Tinker Tailor Soldier Spy by John le Carré

The boy, thinking that by this gesture Smiley was indicating some want, came lumbering over and Smiley again assured him that all was doubly well, and the wine in particular was exquisite, he really wondered where they had it from; till the boy left grinning with secret amusement and flapped his cloth at an adjoining table.

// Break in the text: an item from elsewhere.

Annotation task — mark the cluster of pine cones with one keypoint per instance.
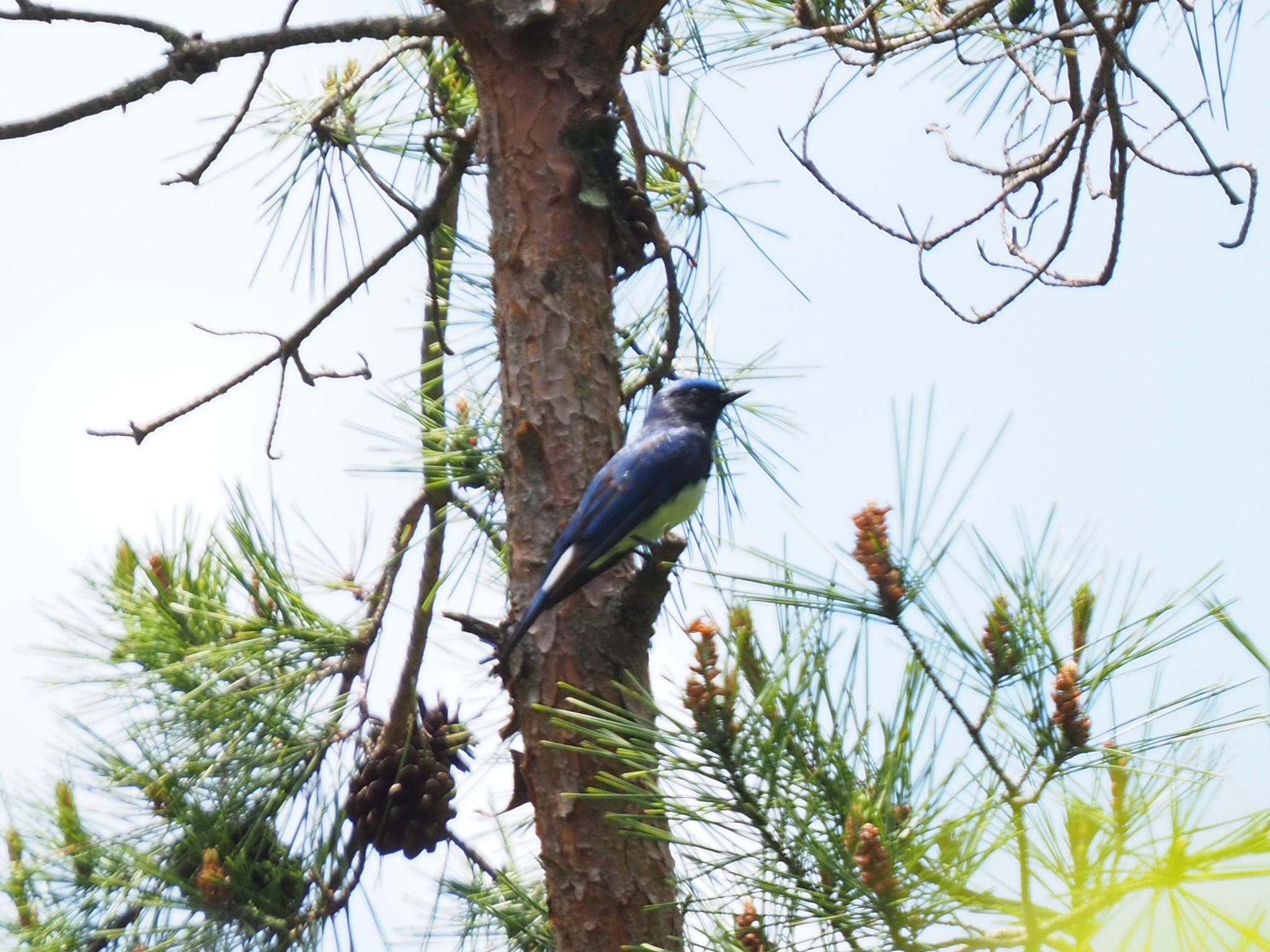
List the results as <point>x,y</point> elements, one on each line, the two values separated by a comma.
<point>401,798</point>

‘It was then, I think, that an extraordinary feeling of unease began to creep over me. The heat was really getting to me. The stench was terrible and I remember listening to the pat pat of my own sweat falling on to the iron table. It wasn’t just his silence; his physical stillness began to get under my skin. Oh, I had known defectors who took time to speak. It can be a great wrench, for somebody trained to secrecy even towards his closest friends suddenly to open his mouth and spill secrets to his enemies. It also crossed my mind that the prison authorities might have thought it a courtesy to soften him up before they brought him to me. They assured me they hadn’t, but of course one can never tell. So at first I put his silence down to shock. But this stillness, this intense, watchful stillness, was a different matter. Specially when everything inside me was so much in motion: Ann, my own heartbeats, the effects of heat and travel…’

‘I can understand,’ said Guillam quietly.

‘Can you? Sitting is an eloquent business, any actor will tell you that. We sit according to our natures. We sprawl and straddle, we rest like boxers between rounds, we fidget, perch, cross and uncross our legs, lose patience, lose endurance. Gerstmann did none of those things. His posture was finite and irreducible, his little jagged body was like a promontory of rock; he could have sat that way all day, without stirring a muscle. Whereas I-‘ Breaking out in an awkward, embarrassed laugh, Smiley tasted the wine again, but it was no better than before. ‘Whereas I longed to have something before me, papers, a book, a report. I think I am a restless person; fussy, variable. I thought so then, anyway. I felt I lacked philosophic repose. Lacked philosophy, if you like. My work had been oppressing me much more than I realised; till now. But in that foul cell I really felt aggrieved. I felt that the entire responsibility for fighting the cold war had landed on my shoulders. Which was tripe, of course, I was just exhausted and a little bit ill.’ He drank again.

‘I tell you,’ he insisted, once more quite angry with himself. ‘No one has any business to apologise for what I did.’

‘What did you do?’ Guillam asked with a laugh.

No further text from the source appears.